Today’s urban planners could hardly be more toothless by comparison, yet in all these cities, few politicians have tried to dismantle a system that, as the Chicago fair housing study shows, traded the possibility of citywide desegregation for the assurance of neighborhood control.
These days, it’s hard to know who earnestly believes this feudal system does good because local control is important and who simply wants to maintain extractive interests in every new project. This latter goal kind of makes sense, by the way: It’s hard for cities to raise money to address their many social problems, and it’s complicated to duke it out at city meetings for a share of the pie. Pay-to-play policies for new construction can directly funnel millions of dollars into new local assets such as community centers, if that’s what a council member or an alderman wants.

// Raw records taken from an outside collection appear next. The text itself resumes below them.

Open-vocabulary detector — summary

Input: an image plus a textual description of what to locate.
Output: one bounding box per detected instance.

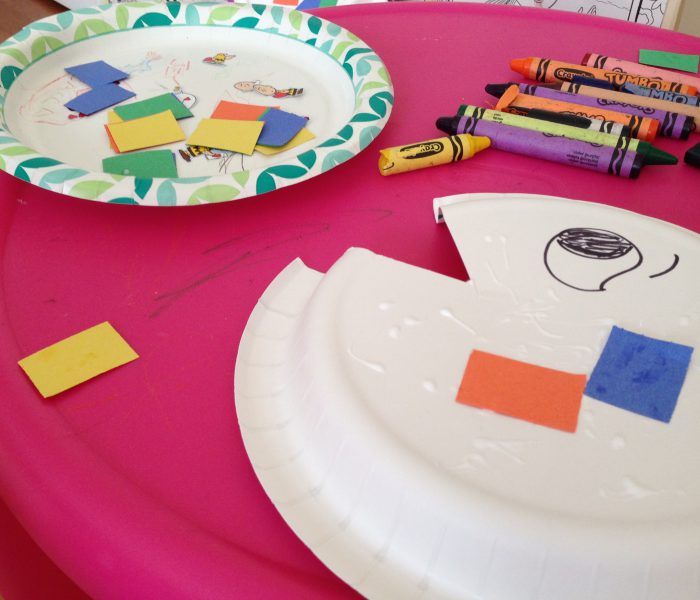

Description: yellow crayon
[378,134,490,176]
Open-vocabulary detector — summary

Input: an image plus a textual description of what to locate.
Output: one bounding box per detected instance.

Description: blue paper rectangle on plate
[257,109,308,147]
[585,326,694,423]
[66,60,129,87]
[65,84,136,116]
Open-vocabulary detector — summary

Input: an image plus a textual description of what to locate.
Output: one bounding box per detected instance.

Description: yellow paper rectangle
[106,110,185,153]
[18,322,139,397]
[186,118,264,155]
[255,127,316,155]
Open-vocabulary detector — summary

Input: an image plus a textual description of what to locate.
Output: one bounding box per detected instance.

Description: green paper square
[113,93,193,121]
[638,49,699,74]
[102,150,178,178]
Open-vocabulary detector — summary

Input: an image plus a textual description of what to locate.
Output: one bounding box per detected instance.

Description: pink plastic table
[1,4,699,599]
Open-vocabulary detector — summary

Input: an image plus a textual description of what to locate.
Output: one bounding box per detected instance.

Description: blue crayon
[621,83,700,108]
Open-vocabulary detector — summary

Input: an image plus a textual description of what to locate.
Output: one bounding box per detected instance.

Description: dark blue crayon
[621,83,700,108]
[571,75,615,90]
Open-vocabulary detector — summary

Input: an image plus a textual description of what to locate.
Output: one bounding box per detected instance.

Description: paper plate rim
[0,1,394,206]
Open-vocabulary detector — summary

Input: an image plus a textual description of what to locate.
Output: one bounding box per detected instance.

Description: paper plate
[234,194,700,600]
[0,2,393,206]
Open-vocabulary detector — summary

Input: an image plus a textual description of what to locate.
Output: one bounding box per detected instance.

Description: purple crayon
[436,114,644,178]
[486,82,694,140]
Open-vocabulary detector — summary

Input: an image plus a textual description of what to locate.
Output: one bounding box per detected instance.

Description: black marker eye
[556,228,634,260]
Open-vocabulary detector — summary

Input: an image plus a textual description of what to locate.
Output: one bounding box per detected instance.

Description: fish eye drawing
[543,227,679,292]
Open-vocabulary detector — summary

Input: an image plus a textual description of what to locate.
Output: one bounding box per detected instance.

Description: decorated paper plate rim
[0,1,394,206]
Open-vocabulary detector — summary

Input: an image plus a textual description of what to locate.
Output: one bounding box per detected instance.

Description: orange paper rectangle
[456,350,587,432]
[211,100,276,121]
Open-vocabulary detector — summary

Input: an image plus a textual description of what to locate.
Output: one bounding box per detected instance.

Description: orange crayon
[561,82,700,132]
[495,85,659,142]
[511,57,698,97]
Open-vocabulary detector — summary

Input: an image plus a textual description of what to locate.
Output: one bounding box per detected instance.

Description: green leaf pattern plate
[0,2,393,205]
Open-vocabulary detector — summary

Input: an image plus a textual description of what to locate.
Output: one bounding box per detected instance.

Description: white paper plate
[0,2,393,205]
[235,194,700,600]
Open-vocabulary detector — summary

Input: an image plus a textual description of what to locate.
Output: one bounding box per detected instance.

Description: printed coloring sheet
[484,0,669,26]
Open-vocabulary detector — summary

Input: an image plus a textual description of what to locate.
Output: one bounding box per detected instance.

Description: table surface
[1,3,699,600]
[0,0,64,41]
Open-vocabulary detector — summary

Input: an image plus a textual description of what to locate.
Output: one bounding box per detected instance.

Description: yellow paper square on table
[18,322,139,398]
[106,110,185,153]
[186,118,264,155]
[255,128,316,155]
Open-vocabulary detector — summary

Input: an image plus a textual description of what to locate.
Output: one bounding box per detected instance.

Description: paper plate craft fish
[235,193,699,600]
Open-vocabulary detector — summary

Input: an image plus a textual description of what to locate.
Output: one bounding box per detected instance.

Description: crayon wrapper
[379,136,469,176]
[539,59,697,96]
[519,84,688,140]
[455,116,640,178]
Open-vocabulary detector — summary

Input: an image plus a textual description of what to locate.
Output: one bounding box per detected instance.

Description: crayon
[685,143,700,169]
[583,53,700,93]
[495,85,660,141]
[562,82,700,130]
[516,107,593,128]
[518,107,632,136]
[435,115,645,178]
[510,57,698,96]
[378,133,490,176]
[492,82,693,140]
[479,92,631,136]
[570,75,615,90]
[454,106,676,165]
[620,83,700,108]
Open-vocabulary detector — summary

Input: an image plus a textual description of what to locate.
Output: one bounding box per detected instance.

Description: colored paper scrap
[106,111,185,153]
[638,49,699,74]
[18,322,138,398]
[211,100,274,121]
[186,118,263,155]
[457,350,587,433]
[255,127,316,155]
[113,92,193,121]
[107,110,124,124]
[65,83,135,116]
[102,150,177,178]
[257,108,308,147]
[585,326,693,423]
[65,60,128,86]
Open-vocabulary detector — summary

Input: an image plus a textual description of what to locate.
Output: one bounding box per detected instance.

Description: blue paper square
[585,326,694,423]
[65,60,128,87]
[65,84,135,116]
[257,109,307,147]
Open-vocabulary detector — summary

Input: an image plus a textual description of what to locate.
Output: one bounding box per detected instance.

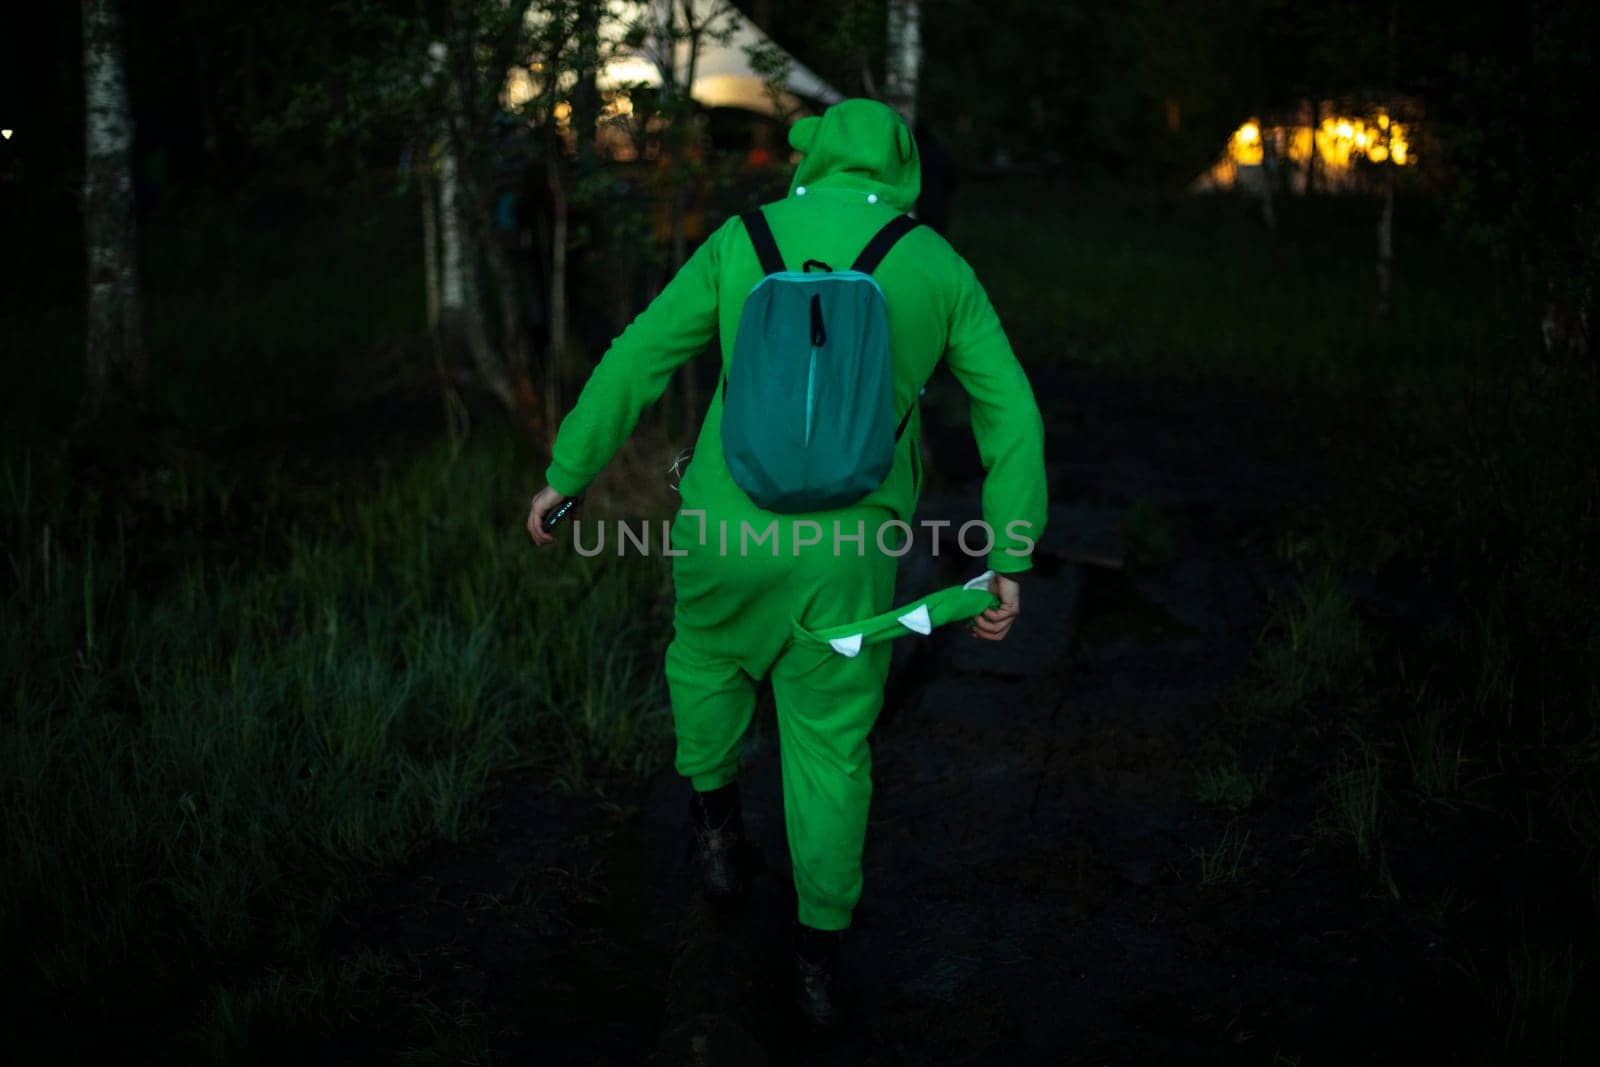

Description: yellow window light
[1226,120,1264,165]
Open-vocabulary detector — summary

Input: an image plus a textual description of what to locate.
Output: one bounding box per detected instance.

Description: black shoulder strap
[741,210,785,275]
[851,214,922,274]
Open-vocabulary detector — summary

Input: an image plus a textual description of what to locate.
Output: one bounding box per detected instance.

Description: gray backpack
[720,210,920,513]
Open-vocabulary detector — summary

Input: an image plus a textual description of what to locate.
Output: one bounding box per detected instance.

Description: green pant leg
[665,636,758,793]
[766,523,899,932]
[770,635,893,930]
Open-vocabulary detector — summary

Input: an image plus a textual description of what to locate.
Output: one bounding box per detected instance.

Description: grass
[1228,569,1370,724]
[1402,692,1474,804]
[1194,822,1253,886]
[1455,927,1589,1067]
[1323,736,1387,873]
[1123,498,1180,571]
[0,428,674,1059]
[950,179,1522,388]
[1501,938,1583,1066]
[1194,754,1269,813]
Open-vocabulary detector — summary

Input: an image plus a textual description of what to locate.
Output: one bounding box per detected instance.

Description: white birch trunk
[80,0,147,421]
[418,163,441,331]
[438,145,466,312]
[884,0,922,127]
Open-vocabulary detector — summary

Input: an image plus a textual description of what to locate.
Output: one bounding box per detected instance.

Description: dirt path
[345,368,1468,1065]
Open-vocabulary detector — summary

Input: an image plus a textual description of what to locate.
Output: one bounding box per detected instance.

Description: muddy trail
[343,367,1471,1065]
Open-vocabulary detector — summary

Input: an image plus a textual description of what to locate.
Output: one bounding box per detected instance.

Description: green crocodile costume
[545,98,1047,930]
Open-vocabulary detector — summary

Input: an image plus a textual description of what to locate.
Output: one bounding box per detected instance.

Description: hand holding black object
[526,486,579,546]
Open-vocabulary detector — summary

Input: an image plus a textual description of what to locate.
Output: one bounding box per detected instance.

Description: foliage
[0,428,673,1059]
[950,179,1519,386]
[1,189,424,445]
[1430,0,1600,363]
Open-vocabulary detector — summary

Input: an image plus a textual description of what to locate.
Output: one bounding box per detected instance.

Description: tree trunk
[752,0,774,154]
[884,0,922,126]
[1375,0,1398,321]
[189,21,218,161]
[1376,142,1395,321]
[479,212,545,441]
[455,226,519,416]
[79,0,148,426]
[439,144,466,313]
[241,22,258,129]
[418,161,441,332]
[1305,98,1319,196]
[545,155,569,452]
[419,159,467,450]
[1259,119,1278,230]
[666,1,702,273]
[436,141,515,420]
[573,0,601,161]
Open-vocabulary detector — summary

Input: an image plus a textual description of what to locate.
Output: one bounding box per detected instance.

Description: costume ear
[896,121,914,161]
[789,116,821,153]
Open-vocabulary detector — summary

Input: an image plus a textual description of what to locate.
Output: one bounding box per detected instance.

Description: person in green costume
[527,98,1047,1029]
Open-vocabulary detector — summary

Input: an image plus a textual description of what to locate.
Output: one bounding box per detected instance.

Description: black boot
[689,782,754,905]
[792,923,845,1031]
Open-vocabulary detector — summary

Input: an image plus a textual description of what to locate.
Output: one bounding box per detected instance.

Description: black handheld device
[542,495,581,534]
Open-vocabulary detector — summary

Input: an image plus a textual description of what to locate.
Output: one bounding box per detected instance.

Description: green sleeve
[942,256,1048,573]
[544,224,725,496]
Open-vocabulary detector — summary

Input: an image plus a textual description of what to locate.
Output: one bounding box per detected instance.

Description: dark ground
[339,366,1479,1066]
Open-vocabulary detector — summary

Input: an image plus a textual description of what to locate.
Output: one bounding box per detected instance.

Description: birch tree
[79,0,148,425]
[273,1,738,441]
[884,0,921,126]
[276,0,598,441]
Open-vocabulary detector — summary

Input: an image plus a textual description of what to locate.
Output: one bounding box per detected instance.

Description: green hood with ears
[787,98,922,211]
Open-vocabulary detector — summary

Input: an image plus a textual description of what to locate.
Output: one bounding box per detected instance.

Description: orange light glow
[1222,112,1413,171]
[1198,108,1414,193]
[1229,119,1264,165]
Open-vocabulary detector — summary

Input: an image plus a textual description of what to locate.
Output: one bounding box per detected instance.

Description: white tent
[596,2,843,117]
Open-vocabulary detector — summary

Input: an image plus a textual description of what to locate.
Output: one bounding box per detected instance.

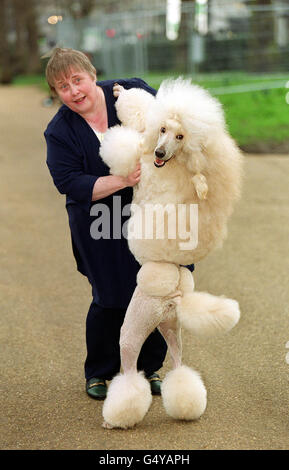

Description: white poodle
[99,78,243,429]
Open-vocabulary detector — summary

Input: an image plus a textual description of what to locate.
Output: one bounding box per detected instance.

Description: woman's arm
[91,163,141,201]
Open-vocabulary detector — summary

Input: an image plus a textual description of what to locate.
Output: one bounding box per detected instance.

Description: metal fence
[52,1,289,77]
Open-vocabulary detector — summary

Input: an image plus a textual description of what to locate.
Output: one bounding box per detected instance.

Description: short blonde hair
[45,47,96,95]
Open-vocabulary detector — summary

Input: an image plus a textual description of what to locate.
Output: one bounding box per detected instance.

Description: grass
[11,71,289,151]
[12,74,48,88]
[221,88,288,147]
[141,72,289,149]
[141,70,289,91]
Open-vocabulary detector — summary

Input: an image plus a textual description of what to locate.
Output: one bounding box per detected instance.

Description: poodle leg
[102,287,165,429]
[158,312,207,421]
[114,86,155,131]
[137,262,180,297]
[158,316,182,370]
[120,287,168,374]
[99,126,142,177]
[113,82,124,98]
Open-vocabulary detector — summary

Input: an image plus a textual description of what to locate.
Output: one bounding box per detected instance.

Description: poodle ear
[143,126,159,154]
[203,128,243,202]
[180,124,243,205]
[142,106,162,153]
[181,138,207,174]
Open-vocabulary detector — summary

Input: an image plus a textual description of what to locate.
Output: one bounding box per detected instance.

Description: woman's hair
[45,47,96,95]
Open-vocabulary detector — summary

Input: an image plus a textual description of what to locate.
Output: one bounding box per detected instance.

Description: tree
[0,0,41,84]
[60,0,96,19]
[25,0,41,74]
[247,0,276,72]
[0,0,13,83]
[13,0,41,74]
[12,0,28,75]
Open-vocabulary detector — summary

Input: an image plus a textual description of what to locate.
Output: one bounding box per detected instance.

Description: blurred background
[0,0,288,153]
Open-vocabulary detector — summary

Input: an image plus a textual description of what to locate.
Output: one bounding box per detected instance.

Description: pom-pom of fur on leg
[115,87,155,132]
[137,262,180,297]
[99,125,142,177]
[161,365,207,421]
[176,291,240,337]
[102,372,152,429]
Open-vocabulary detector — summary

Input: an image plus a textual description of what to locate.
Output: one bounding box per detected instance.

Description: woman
[44,48,168,400]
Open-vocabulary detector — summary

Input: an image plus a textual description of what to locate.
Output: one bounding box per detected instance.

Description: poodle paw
[102,372,152,429]
[161,365,207,421]
[113,83,125,98]
[192,174,208,200]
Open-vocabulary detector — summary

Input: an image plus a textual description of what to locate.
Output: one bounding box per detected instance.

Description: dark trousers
[85,302,168,381]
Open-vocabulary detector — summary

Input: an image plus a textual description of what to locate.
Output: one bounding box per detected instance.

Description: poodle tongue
[154,158,166,168]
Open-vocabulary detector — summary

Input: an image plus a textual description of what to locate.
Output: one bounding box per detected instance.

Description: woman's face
[54,68,98,115]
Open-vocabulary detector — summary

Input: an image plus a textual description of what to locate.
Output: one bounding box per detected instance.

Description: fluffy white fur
[101,79,242,266]
[176,291,240,337]
[136,261,180,297]
[102,371,152,429]
[100,126,142,177]
[114,86,155,132]
[99,78,243,429]
[161,365,207,420]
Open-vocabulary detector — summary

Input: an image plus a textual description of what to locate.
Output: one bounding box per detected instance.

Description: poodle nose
[155,148,166,159]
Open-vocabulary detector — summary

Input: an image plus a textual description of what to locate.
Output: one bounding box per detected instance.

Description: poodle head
[153,115,186,168]
[145,78,226,172]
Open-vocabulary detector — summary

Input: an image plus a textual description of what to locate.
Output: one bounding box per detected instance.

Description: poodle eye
[176,134,184,140]
[160,127,166,133]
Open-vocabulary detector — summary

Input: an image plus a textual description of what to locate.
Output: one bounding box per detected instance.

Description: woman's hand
[123,163,141,187]
[91,163,141,201]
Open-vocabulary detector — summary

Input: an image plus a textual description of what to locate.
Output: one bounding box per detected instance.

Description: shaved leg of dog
[102,287,173,429]
[120,288,165,373]
[158,314,207,421]
[158,316,182,370]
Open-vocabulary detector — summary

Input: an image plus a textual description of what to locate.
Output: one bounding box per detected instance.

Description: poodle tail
[176,290,240,337]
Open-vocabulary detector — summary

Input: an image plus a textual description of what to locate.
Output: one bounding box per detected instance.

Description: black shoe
[86,378,107,400]
[147,373,162,395]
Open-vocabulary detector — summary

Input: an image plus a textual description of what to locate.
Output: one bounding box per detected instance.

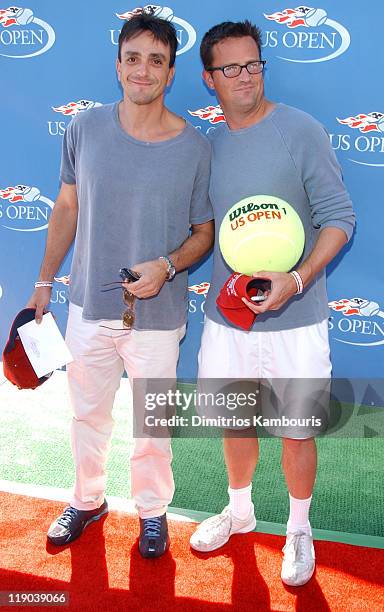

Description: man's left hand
[242,271,298,314]
[123,259,168,299]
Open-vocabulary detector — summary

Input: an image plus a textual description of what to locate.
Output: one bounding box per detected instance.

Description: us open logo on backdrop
[0,185,54,231]
[330,112,384,168]
[263,6,350,63]
[329,298,384,347]
[51,275,69,305]
[47,99,103,137]
[0,6,55,58]
[111,5,196,55]
[188,104,225,135]
[188,282,210,316]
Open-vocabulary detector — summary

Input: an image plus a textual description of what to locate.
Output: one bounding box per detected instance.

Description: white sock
[228,484,253,520]
[287,494,312,535]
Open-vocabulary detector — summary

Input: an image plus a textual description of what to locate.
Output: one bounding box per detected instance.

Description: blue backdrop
[1,1,383,382]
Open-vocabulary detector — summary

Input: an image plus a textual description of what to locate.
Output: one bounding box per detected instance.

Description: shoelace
[57,506,80,528]
[143,517,162,538]
[284,532,308,563]
[201,508,231,535]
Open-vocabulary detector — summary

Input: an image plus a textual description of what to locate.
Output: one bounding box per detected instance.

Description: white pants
[65,303,185,518]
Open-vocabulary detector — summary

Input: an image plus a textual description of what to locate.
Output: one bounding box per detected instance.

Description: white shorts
[197,318,331,439]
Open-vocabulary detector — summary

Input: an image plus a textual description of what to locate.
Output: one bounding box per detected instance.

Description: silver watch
[159,256,176,281]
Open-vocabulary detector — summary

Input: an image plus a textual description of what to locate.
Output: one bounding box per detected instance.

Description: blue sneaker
[139,514,170,558]
[47,500,108,546]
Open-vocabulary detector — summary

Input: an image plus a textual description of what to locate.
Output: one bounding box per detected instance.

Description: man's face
[116,31,174,105]
[203,36,264,115]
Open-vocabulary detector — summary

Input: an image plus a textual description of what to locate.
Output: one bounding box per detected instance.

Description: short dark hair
[118,13,178,67]
[200,20,263,69]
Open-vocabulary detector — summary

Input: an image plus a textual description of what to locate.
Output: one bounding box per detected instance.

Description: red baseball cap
[2,308,53,390]
[216,273,271,330]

Still, the drawbacks of local deference on housing outweigh the benefits. In California, advocates have mostly given up on swaying city politicians. Instead, cutting-edge legislation happens mostly in the statehouse, and consists of more liberal state politicians pre-empting their local peers. One example is the state’s new policy giving blanket permission for accessory dwellings units, also known as granny flats or backyard cottages. That set of laws overruled hundreds of city prohibitions, and paved the way for an explosion in small-scale infill housing in cities like Los Angeles. (A similar strategy may be afoot in Illinois.)
In New York City, meanwhile, don’t let the AOC-Andrew Yang alignment convince you that politicians are ready to end this practice. On the contrary: The New York City Council is preparing to give members just such veto power over the construction of hotels. Hotel builders say it will all but end new hotel construction just as tourism is getting back on its feet, pushing thousands of tourists into Airbnbs that eat up the city’s housing stock and discouraging budget visitors. Three years ago, such a policy was introduced in some city neighborhoods including Tribeca and Long Island City. The result? No new hotels.
The stultifying effect on housing growth is similar, and its consequences are increasingly extreme. No politician wants to unilaterally disarm their district. Still, with rumblings of dissent from AOC to newly elected Los Angeles councilwoman Nithya Raman, from Mayor Lori Lightfoot to candidate Andrew Yang, there’s reason to hope that council members’ privilege might finally be checked.